Given d dice each with n sides, find the probability that when they are rolled at once, there are no two consecutive numbers.

This task may be quite difficult. For a warm-up, try finding the numerators for fixed d such as {1,2,3} or for fixed n such as {2,3,4}.

Note 1: I don't have a formula so much as an algorithm.
Note 2: This problem arose as an attempt to solve http://perplexus.info/show.php?pid=12342 by Larry which uses non-independent cards instead of dice.

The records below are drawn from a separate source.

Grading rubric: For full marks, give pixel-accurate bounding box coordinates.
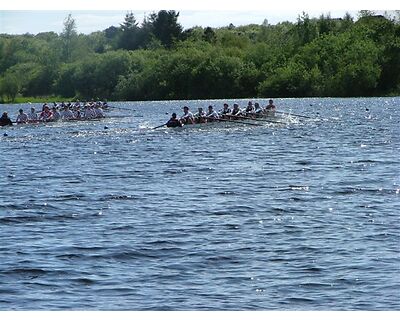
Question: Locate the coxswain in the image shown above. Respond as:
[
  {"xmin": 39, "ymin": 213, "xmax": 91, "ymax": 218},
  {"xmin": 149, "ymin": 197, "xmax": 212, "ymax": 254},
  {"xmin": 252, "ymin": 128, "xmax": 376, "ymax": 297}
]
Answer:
[
  {"xmin": 254, "ymin": 102, "xmax": 262, "ymax": 115},
  {"xmin": 230, "ymin": 103, "xmax": 242, "ymax": 116},
  {"xmin": 93, "ymin": 104, "xmax": 104, "ymax": 118},
  {"xmin": 246, "ymin": 101, "xmax": 254, "ymax": 113},
  {"xmin": 28, "ymin": 107, "xmax": 38, "ymax": 122},
  {"xmin": 194, "ymin": 107, "xmax": 207, "ymax": 123},
  {"xmin": 0, "ymin": 112, "xmax": 12, "ymax": 127},
  {"xmin": 264, "ymin": 99, "xmax": 276, "ymax": 112},
  {"xmin": 72, "ymin": 105, "xmax": 82, "ymax": 119},
  {"xmin": 206, "ymin": 105, "xmax": 219, "ymax": 121},
  {"xmin": 51, "ymin": 106, "xmax": 61, "ymax": 121},
  {"xmin": 39, "ymin": 103, "xmax": 53, "ymax": 121},
  {"xmin": 166, "ymin": 112, "xmax": 182, "ymax": 128},
  {"xmin": 60, "ymin": 105, "xmax": 75, "ymax": 120},
  {"xmin": 16, "ymin": 109, "xmax": 29, "ymax": 123},
  {"xmin": 83, "ymin": 103, "xmax": 96, "ymax": 119},
  {"xmin": 180, "ymin": 106, "xmax": 194, "ymax": 124},
  {"xmin": 219, "ymin": 103, "xmax": 232, "ymax": 116}
]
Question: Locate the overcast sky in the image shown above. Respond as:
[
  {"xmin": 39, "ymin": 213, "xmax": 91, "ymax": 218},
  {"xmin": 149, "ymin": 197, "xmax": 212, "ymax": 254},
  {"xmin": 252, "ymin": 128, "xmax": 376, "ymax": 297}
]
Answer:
[{"xmin": 0, "ymin": 0, "xmax": 395, "ymax": 34}]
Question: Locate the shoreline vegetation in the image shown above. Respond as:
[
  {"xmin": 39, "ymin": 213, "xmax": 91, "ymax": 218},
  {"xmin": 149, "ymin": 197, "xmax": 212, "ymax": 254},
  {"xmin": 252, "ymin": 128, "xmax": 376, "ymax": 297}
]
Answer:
[{"xmin": 0, "ymin": 10, "xmax": 400, "ymax": 103}]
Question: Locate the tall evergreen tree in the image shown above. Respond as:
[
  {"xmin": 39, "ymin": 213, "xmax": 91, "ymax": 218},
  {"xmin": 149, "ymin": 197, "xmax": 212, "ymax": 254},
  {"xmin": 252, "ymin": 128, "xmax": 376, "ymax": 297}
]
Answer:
[
  {"xmin": 60, "ymin": 14, "xmax": 78, "ymax": 62},
  {"xmin": 148, "ymin": 10, "xmax": 183, "ymax": 48},
  {"xmin": 118, "ymin": 12, "xmax": 141, "ymax": 50}
]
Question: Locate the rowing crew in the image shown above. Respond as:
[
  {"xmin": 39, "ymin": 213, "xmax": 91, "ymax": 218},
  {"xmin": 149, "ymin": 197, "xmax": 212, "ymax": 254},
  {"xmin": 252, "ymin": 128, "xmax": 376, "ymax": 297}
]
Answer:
[
  {"xmin": 0, "ymin": 103, "xmax": 104, "ymax": 126},
  {"xmin": 166, "ymin": 99, "xmax": 276, "ymax": 127}
]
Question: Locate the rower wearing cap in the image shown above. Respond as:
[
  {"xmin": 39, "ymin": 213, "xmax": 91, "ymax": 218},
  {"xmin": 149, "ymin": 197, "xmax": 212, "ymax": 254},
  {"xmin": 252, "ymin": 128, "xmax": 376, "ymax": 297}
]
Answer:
[
  {"xmin": 246, "ymin": 101, "xmax": 254, "ymax": 113},
  {"xmin": 51, "ymin": 106, "xmax": 61, "ymax": 121},
  {"xmin": 28, "ymin": 107, "xmax": 38, "ymax": 122},
  {"xmin": 167, "ymin": 112, "xmax": 182, "ymax": 128},
  {"xmin": 39, "ymin": 103, "xmax": 53, "ymax": 121},
  {"xmin": 264, "ymin": 99, "xmax": 276, "ymax": 111},
  {"xmin": 206, "ymin": 105, "xmax": 219, "ymax": 121},
  {"xmin": 16, "ymin": 109, "xmax": 29, "ymax": 123},
  {"xmin": 180, "ymin": 106, "xmax": 194, "ymax": 124},
  {"xmin": 219, "ymin": 103, "xmax": 232, "ymax": 117},
  {"xmin": 231, "ymin": 103, "xmax": 242, "ymax": 116},
  {"xmin": 61, "ymin": 105, "xmax": 75, "ymax": 120},
  {"xmin": 0, "ymin": 112, "xmax": 13, "ymax": 127},
  {"xmin": 194, "ymin": 107, "xmax": 207, "ymax": 123}
]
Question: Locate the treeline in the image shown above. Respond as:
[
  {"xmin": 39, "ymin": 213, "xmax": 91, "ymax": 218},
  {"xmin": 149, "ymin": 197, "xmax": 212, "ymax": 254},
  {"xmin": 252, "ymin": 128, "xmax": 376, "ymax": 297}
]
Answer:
[{"xmin": 0, "ymin": 10, "xmax": 400, "ymax": 101}]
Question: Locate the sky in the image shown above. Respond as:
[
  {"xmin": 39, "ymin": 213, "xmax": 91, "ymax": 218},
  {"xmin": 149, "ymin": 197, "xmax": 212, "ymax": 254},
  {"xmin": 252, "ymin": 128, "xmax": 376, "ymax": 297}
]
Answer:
[{"xmin": 0, "ymin": 0, "xmax": 396, "ymax": 34}]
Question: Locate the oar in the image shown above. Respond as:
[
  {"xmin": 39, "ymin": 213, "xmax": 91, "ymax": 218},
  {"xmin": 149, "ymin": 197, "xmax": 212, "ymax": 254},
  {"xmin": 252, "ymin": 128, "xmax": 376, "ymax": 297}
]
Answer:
[
  {"xmin": 204, "ymin": 117, "xmax": 261, "ymax": 126},
  {"xmin": 107, "ymin": 106, "xmax": 135, "ymax": 111},
  {"xmin": 275, "ymin": 111, "xmax": 312, "ymax": 119},
  {"xmin": 151, "ymin": 123, "xmax": 167, "ymax": 130},
  {"xmin": 229, "ymin": 115, "xmax": 285, "ymax": 124}
]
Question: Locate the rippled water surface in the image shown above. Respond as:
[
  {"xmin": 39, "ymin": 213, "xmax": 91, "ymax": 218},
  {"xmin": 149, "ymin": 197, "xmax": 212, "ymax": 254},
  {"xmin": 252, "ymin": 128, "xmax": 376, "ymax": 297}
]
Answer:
[{"xmin": 0, "ymin": 98, "xmax": 400, "ymax": 310}]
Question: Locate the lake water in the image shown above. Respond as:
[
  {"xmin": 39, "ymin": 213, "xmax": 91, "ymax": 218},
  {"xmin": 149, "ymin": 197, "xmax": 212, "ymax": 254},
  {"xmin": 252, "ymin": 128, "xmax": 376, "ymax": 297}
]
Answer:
[{"xmin": 0, "ymin": 98, "xmax": 400, "ymax": 310}]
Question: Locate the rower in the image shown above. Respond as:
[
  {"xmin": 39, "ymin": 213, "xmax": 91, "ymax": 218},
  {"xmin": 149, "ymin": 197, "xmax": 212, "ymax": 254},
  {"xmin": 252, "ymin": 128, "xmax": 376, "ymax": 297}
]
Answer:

For d dice each with n sides, the probablity of no consecutives is a numerator over a denominator.  In the case of a single die, it's impossible to have consecutives, so the probability of no consecutives is 1.  For d=1, a single die, the numerator and denominator are both n.
So far, I've worked out the pattern for the denominator:  
For d=2, the denominator is the n-th triangular number.
For d=3, the denominator is the sum of the first n triangular numbers.
For d=4, the denominator is the sum of the sum of the first n triangular numbers.
etc.
I don't have a pattern for the numerators yet.
---
Below is a Python function to compute the desired probablility for d dice each with n sides.
---
from itertools import combinations_with_replacement

def isConsec(aList):
    sList = sorted(aList)
    for ind,num in enumerate(sList):
        if ind == 0:
            continue
        if sList[ind] - sList[ind-1] == 1:
            return True
    return False

def p_no_consec(d,n):
    denom = 0
    numerator = 0
    numbers = [i for i in range(1,n+1)]
    for roll in combinations_with_replacement(numbers,d):
        lroll = list(roll)
        denom += 1
        if not isConsec(lroll):
            numerator += 1
    
    return  [numerator, denom, numerator/denom]

Posted by Larry on 2021-01-26 09:08:39